Письмо княгини дошло по назначению, император прочел его; это письмо меня и задержало; но я не жалею о том, что отложил отъезд, я никогда не читал ничего более простого и трогательного; такие поступки говорят сами за себя; героизм княгини дает ей право не тратить много слов и быть краткой, даже тогда, когда речь идет о жизни ее детей… Свое положение она обрисовывает в нескольких строках, без громких фраз и слезных жалоб. Она выше словесных ухищрений, за нее говорят события; в заключение она молит о единственной милости: о позволении жить там, где есть хоть какая-то медицинская помощь, чтобы облегчить страдания детей, когда они болеют… Окрестности Тобольска, Иркутска или Оренбурга показались бы ей раем.

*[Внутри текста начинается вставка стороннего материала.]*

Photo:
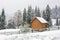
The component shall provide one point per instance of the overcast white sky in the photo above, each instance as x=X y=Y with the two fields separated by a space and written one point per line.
x=12 y=6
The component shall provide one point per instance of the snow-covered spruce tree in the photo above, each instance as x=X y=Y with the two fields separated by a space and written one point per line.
x=44 y=15
x=24 y=16
x=32 y=14
x=3 y=19
x=17 y=18
x=29 y=15
x=11 y=24
x=48 y=18
x=37 y=12
x=0 y=21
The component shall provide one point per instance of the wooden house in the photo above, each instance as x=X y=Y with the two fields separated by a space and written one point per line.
x=38 y=23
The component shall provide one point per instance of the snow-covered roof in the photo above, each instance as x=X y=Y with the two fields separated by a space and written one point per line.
x=42 y=20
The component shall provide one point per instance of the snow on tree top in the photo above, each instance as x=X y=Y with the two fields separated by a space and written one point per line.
x=42 y=20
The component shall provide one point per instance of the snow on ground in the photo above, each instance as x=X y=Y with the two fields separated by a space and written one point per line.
x=46 y=35
x=10 y=31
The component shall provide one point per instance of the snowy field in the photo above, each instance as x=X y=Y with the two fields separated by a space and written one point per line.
x=46 y=35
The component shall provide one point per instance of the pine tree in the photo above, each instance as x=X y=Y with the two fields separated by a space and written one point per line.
x=44 y=15
x=29 y=15
x=3 y=19
x=48 y=13
x=24 y=16
x=36 y=11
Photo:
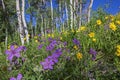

В конце письма она уже не обращается к государю, она забывает обо всем, кроме своего мужа, она с нежностью и достоинством, которые одни могут искупить самое ужасное злодеяние, – но ведь она ни в чем не виновата, а государь, к которому она обращается, всемогущ и один Бог ему судья!.. – так вот, в заключение она с нежностью и достоинством высказывает свою заветную мысль: я очень несчастна, говорит она, и все же, если бы мне суждено было начать все сначала, я поступила бы так же.

Среди родных этой женщины нашелся человек, у которого достало смелости (тот, кто знает Россию, не может не оценить это проявление христианского милосердия) передать это письмо государю и даже смиренно молить об удовлетворении просьбы опальной родственницы. В присутствии российского императора о ней говорят с ужасом, как о преступнице, меж тем как в любой другой стране гордились бы родством с этой благородной жертвой супружеского долга. Что я говорю? Это гораздо больше, чем долг жены, это энтузиазм ангела.

Но героизм не в счет, и приходится с трепетом просить о снисхождении к добродетели, которой открыты небесные врата; в то время как все мужья, все сыновья, все жены, весь род человеческий должен был бы воздвигнуть памятник этой идеальной супруге, пасть к ее ногам и петь ей хвалы, причислить ее к лику святых, при императоре боятся произносить ее имя!.. Зачем же существует государь, если не для того, чтобы вознаграждать за добрые дела? Что до меня, то когда бы она вернулась в свет, я поспешил бы ее увидеть, и если бы не мог подойти и поговорить с ней, то удовольствовался бы тем, что пожалел бы ее, позавидовал ей и пошел за ней, как идут под священным знаменем.

Но нет, в течение четырнадцати лет подвергая несчастную жертву, гонениям, он так и не утолил свою жажду мести… Ах, дайте мне излить мое негодование: стесняться в выражениях, рассказывая о подобных событиях, значило бы предавать святое дело! Пусть русские не согласятся со мной, если посмеют: я предпочитаю, чтобы меня обвиняли в непочтении к деспотизму, чем в неуважении к чужому горю. Подданные императора раздавят меня, если смогут, зато Европа узнает, что человек, которого шестьдесят миллионов подданных без устали уверяют в его всемогуществе, унижается до мести!.. Да, такая расправа называется не иначе как местью! Итак, через четырнадцать лет у Николая I не нашлось для этой женщины, стойко перенесшей столько невзгод, других слов, кроме тех, которые вы сейчас прочтете и которые я услышал от особы, знающей их из первых рук: «Удивляюсь, что меня снова беспокоят … (второй раз за пятнадцать лет!) из-за семьи, глава которой участвовал в заговоре против меня». Вы можете не верить, что государь ответил именно так, я хотел бы и сам усомниться в этом, но у меня есть доказательства, свидетельствующие: это правда. Особа, которая пересказала мне его ответ, заслуживает полного доверия; вдобавок события говорят сами за себя: письмо нимало не изменило участи ссыльных.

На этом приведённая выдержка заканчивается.